Broken Side of Time is an apt name for the first full-length release from Alberta Cross. The New York-based rock band explores dark, impassioned territory to the persistent beat of throbbing bass lines and vocalist Petter Ericson Stakee’s haunting wails.
The album begins with “Song Three Blues,” swaying to a heavy descending bass and Stakee’s distinctive high-pitched plaintive cries. From the first moment the music starts, a sense of anger and dissatisfaction is evident; it’s a feeling of simply wanting more, of wanting to feel something more than the mundane.
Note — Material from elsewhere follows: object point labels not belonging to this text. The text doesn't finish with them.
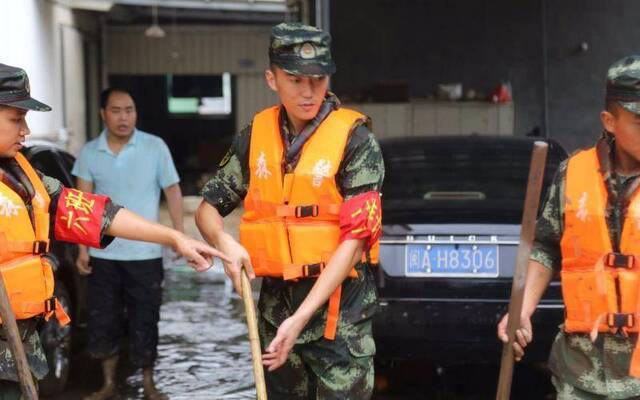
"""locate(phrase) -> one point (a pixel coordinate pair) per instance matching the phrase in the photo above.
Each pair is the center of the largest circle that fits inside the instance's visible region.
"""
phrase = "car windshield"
(459, 179)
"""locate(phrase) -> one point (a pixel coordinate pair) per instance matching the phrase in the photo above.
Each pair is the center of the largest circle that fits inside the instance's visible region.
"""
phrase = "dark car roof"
(459, 179)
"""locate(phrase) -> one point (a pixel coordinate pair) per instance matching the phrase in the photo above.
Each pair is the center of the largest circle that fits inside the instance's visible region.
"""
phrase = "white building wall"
(30, 32)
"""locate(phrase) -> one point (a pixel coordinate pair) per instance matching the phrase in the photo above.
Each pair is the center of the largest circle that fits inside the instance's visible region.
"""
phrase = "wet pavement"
(204, 353)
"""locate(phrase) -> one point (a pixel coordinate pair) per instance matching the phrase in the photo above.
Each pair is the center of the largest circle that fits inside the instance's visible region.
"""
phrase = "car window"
(459, 179)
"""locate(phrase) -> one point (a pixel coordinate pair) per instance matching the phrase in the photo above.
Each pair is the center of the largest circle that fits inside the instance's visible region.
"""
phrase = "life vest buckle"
(40, 247)
(309, 270)
(621, 320)
(307, 211)
(50, 304)
(619, 260)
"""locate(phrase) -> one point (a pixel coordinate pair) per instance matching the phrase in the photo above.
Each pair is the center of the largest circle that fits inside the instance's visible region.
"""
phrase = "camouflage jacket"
(361, 170)
(32, 346)
(599, 367)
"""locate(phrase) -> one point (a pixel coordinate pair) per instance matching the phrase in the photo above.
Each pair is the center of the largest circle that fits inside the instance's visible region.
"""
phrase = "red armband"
(361, 218)
(79, 217)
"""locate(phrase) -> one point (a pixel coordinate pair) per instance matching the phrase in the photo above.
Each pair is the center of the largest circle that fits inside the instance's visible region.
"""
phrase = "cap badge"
(307, 51)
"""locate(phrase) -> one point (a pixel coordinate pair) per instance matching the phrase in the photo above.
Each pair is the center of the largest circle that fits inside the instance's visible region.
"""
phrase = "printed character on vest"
(309, 172)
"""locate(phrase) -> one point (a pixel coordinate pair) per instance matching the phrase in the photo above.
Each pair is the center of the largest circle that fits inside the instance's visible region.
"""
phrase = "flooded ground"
(204, 353)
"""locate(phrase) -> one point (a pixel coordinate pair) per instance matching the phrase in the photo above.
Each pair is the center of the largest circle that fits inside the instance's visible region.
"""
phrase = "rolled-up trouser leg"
(143, 297)
(105, 308)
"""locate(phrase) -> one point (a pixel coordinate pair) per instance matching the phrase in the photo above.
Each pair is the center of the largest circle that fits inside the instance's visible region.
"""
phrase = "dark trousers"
(116, 286)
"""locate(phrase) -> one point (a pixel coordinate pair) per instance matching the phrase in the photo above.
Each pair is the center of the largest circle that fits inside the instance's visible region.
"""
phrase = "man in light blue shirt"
(131, 167)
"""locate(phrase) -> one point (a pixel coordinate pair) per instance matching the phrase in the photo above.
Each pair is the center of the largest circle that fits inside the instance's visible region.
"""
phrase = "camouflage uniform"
(316, 368)
(12, 174)
(583, 369)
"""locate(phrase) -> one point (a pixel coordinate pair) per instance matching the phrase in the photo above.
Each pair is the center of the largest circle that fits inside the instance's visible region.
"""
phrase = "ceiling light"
(155, 31)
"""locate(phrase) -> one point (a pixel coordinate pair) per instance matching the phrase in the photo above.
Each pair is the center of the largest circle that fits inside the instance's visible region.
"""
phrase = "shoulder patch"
(225, 160)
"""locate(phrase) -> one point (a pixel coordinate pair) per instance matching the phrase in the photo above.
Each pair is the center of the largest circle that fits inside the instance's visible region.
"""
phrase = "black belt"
(25, 328)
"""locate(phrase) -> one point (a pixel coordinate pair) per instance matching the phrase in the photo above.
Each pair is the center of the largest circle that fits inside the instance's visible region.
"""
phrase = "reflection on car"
(452, 208)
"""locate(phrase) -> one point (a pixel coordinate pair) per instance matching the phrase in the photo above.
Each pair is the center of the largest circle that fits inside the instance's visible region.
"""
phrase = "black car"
(452, 208)
(69, 286)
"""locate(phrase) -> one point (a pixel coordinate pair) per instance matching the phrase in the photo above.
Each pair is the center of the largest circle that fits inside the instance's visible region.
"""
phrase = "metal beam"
(272, 6)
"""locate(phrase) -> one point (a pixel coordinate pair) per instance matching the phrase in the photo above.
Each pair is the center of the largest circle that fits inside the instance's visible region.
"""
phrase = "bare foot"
(150, 391)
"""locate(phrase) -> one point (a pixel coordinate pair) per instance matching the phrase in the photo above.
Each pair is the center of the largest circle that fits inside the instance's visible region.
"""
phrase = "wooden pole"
(527, 234)
(15, 345)
(254, 339)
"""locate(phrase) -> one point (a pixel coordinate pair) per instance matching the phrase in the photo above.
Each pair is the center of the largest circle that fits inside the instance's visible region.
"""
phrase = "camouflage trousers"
(566, 391)
(324, 369)
(10, 390)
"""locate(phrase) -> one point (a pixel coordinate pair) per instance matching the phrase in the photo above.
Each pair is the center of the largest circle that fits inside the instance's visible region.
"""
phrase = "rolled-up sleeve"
(54, 189)
(229, 185)
(546, 246)
(362, 167)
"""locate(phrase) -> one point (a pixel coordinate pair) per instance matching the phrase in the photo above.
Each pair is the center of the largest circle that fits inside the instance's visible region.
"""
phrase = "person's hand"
(281, 345)
(198, 254)
(238, 258)
(524, 335)
(82, 262)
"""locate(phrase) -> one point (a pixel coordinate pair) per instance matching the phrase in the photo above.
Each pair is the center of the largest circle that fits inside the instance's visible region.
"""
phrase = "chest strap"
(26, 246)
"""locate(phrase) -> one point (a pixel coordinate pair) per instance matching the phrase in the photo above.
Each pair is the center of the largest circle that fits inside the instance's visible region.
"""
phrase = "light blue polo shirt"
(132, 178)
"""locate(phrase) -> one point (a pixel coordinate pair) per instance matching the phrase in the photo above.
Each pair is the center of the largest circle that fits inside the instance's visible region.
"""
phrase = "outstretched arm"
(128, 225)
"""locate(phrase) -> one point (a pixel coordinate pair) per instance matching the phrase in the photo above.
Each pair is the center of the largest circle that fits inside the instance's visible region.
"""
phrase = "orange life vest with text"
(24, 241)
(599, 286)
(290, 225)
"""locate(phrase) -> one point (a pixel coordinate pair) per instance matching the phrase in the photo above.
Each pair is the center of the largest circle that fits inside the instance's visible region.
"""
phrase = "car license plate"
(451, 260)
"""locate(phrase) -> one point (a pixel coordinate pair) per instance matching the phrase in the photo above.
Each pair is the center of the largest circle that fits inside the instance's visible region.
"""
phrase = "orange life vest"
(599, 287)
(27, 274)
(290, 225)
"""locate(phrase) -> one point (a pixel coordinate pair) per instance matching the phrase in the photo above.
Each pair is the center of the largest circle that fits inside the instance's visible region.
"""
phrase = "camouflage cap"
(301, 49)
(15, 90)
(623, 83)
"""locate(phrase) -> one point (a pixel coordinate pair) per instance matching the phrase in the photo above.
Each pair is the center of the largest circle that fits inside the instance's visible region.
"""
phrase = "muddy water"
(203, 351)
The band ranges through a space punctuated by waves of gritty riffs and powerful builds throughout the album, churning forward and backing off into soft acoustic intervals.
“Song Three Blues” and the title track capture an authentic emotive vibe with crashing crescendos of distorted guitars and Stakee’s otherworldly voice, but other tracks lack their poignant sincerity. “Taking Control,” “City Walls,” and “Leave Us and Forgive Us” are unremarkable—they cover the same musical ground that roots rock bands have been stomping on for decades.
But Alberta Cross can also throw out good old-fashioned country-blues tunes on occasion. “Old Man Chicago” is a slowly rocking anthem, swaying to a feel-good riff and a chorus of uplifting group vocals. It sounds a little like Neil Young with Bob Dylan’s storytelling flair—a great, if unintended, tribute from a band deeply influenced by classic rock.
The final song on Broken Side of Time is “Ghost of the City Life,” a mostly acoustic number encapsulating the essence of a weary disenchantment with modern urban life. A steel guitar and piano float in high, ethereal melodies above Stakee’s haunting vocals. The track has an open country feel, its percussion echoing with a sense of nostalgic finality. Alberta Cross have the musical and lyrical dexterity necessary for great bluesy rock albums, especially on songs like this one, but the band still have some refining to do.